Without going as far as denying the existence of a second Signal chat, Hegseth himself blamed "disgruntled former employees" and the media for trying to ruin his reputation.
"What a big surprise that a few leakers get fired and suddenly a bunch of hit pieces come out from the same media that peddled the Russia hoax...This is what the media does. They take anonymous sources from disgruntled former employees, and then they try to slash and burn people and ruin their reputations," Hegseth said at the same event.

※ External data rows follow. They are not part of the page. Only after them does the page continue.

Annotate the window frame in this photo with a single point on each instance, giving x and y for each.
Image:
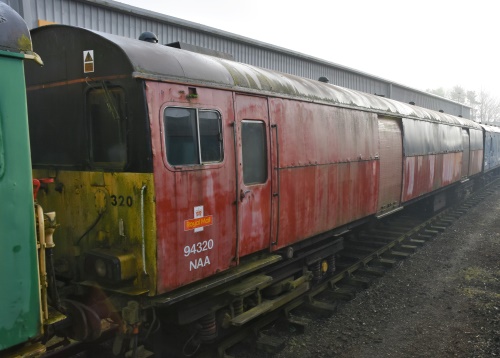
(201, 164)
(111, 165)
(265, 153)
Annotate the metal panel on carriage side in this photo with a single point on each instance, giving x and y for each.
(433, 157)
(391, 164)
(491, 147)
(195, 208)
(466, 152)
(327, 167)
(476, 151)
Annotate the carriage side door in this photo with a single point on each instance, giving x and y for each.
(253, 174)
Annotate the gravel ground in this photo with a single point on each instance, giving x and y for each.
(443, 301)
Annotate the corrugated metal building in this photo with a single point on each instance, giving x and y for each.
(128, 21)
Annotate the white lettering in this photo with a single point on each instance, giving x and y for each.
(197, 263)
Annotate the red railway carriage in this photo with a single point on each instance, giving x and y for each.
(180, 175)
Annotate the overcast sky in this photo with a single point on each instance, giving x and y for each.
(421, 44)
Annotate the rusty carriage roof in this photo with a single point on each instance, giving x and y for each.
(158, 62)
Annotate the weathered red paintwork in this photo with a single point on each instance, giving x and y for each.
(328, 176)
(475, 162)
(179, 190)
(425, 173)
(254, 201)
(391, 164)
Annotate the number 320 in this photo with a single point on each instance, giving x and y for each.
(121, 200)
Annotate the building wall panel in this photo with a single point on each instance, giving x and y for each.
(124, 20)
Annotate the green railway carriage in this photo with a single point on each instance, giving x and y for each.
(20, 317)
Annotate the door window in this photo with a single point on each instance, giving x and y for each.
(106, 112)
(193, 136)
(254, 152)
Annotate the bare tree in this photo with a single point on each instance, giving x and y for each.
(457, 94)
(488, 108)
(485, 107)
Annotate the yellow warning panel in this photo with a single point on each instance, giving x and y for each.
(88, 61)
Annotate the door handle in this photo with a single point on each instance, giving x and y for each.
(243, 194)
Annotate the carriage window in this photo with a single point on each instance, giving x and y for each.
(106, 108)
(192, 136)
(253, 140)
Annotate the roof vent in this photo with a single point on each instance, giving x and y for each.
(148, 37)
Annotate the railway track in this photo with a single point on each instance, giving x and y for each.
(368, 254)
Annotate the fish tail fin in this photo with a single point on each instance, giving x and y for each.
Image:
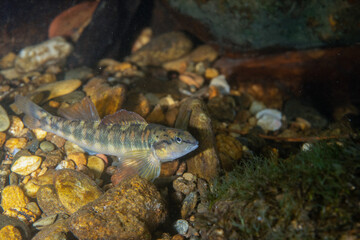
(33, 113)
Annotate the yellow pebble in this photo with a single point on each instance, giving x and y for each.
(12, 197)
(10, 232)
(210, 73)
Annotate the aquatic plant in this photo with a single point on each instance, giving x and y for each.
(314, 194)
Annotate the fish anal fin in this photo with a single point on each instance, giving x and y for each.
(84, 110)
(123, 117)
(143, 163)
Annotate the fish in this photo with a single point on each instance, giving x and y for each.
(139, 145)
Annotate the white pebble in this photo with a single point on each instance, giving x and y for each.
(26, 165)
(221, 83)
(269, 119)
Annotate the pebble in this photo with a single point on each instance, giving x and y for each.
(26, 165)
(72, 148)
(4, 120)
(42, 55)
(2, 138)
(221, 83)
(168, 102)
(57, 231)
(55, 139)
(211, 73)
(131, 210)
(22, 214)
(52, 159)
(44, 79)
(101, 94)
(181, 226)
(81, 73)
(192, 79)
(47, 146)
(169, 168)
(57, 89)
(13, 196)
(7, 61)
(45, 221)
(152, 98)
(183, 186)
(171, 115)
(156, 116)
(189, 204)
(66, 164)
(222, 108)
(34, 208)
(204, 162)
(39, 134)
(269, 119)
(96, 165)
(189, 177)
(79, 158)
(229, 150)
(48, 200)
(10, 232)
(163, 48)
(83, 190)
(256, 107)
(13, 145)
(24, 229)
(143, 38)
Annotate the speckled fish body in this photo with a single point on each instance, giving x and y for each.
(138, 144)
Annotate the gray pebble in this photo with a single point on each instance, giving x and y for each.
(47, 146)
(181, 226)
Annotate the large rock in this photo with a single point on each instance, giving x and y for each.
(131, 210)
(204, 162)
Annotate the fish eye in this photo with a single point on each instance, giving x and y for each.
(178, 140)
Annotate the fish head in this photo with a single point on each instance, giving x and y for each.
(172, 143)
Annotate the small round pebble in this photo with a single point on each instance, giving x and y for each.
(39, 134)
(181, 226)
(13, 197)
(47, 146)
(269, 119)
(16, 127)
(4, 120)
(96, 166)
(10, 232)
(26, 165)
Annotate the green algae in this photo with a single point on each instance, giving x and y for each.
(314, 194)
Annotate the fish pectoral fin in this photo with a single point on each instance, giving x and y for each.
(123, 117)
(84, 110)
(144, 163)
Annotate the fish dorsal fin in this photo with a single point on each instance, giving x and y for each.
(143, 162)
(123, 117)
(84, 110)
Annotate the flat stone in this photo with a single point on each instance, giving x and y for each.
(26, 165)
(75, 189)
(166, 47)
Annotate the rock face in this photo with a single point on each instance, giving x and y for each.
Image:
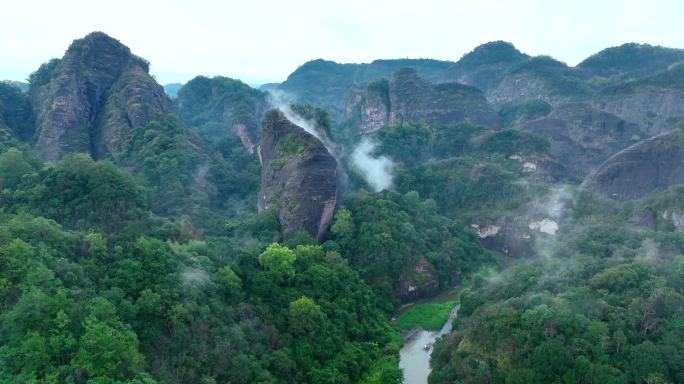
(655, 103)
(220, 106)
(325, 83)
(92, 98)
(298, 177)
(582, 138)
(408, 98)
(654, 110)
(631, 61)
(653, 164)
(16, 114)
(542, 78)
(646, 218)
(417, 281)
(485, 65)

This came after John Ullyot, who resigned last week after serving briefly as Pentagon spokesman, said in an opinion piece published by Politico on Sunday that the Defence Department has been overwhelmed by "staff drama" in the initial months of the second Trump administration.
Calling the situation a "full-blown meltdown", Ullyot wrote that it could cost Hegseth his job as Defence Secretary.
"It's been a month of total chaos at the Pentagon. From leaks of sensitive operational plans to mass firings, the dysfunction is now a major distraction for the president, who deserves better from his senior leadership," Ullyot wrote.
Forty-four-year-old former Fox News host and National Guard officer, Hegseth, has a combat record but limited management experience. The Pentagon chief was already under scrutiny for sharing confidential information in a Signal chat group detailing an imminent attack against the Houthis. The group included top Trump administration officials as well as The Atlantic journalist Jeffrey Goldberg, who was mistakenly added to the group chat.
Now, reports have emerged about Hegseth sharing similar information about the pending strikes in Yemen on a chat group that included his wife and brother.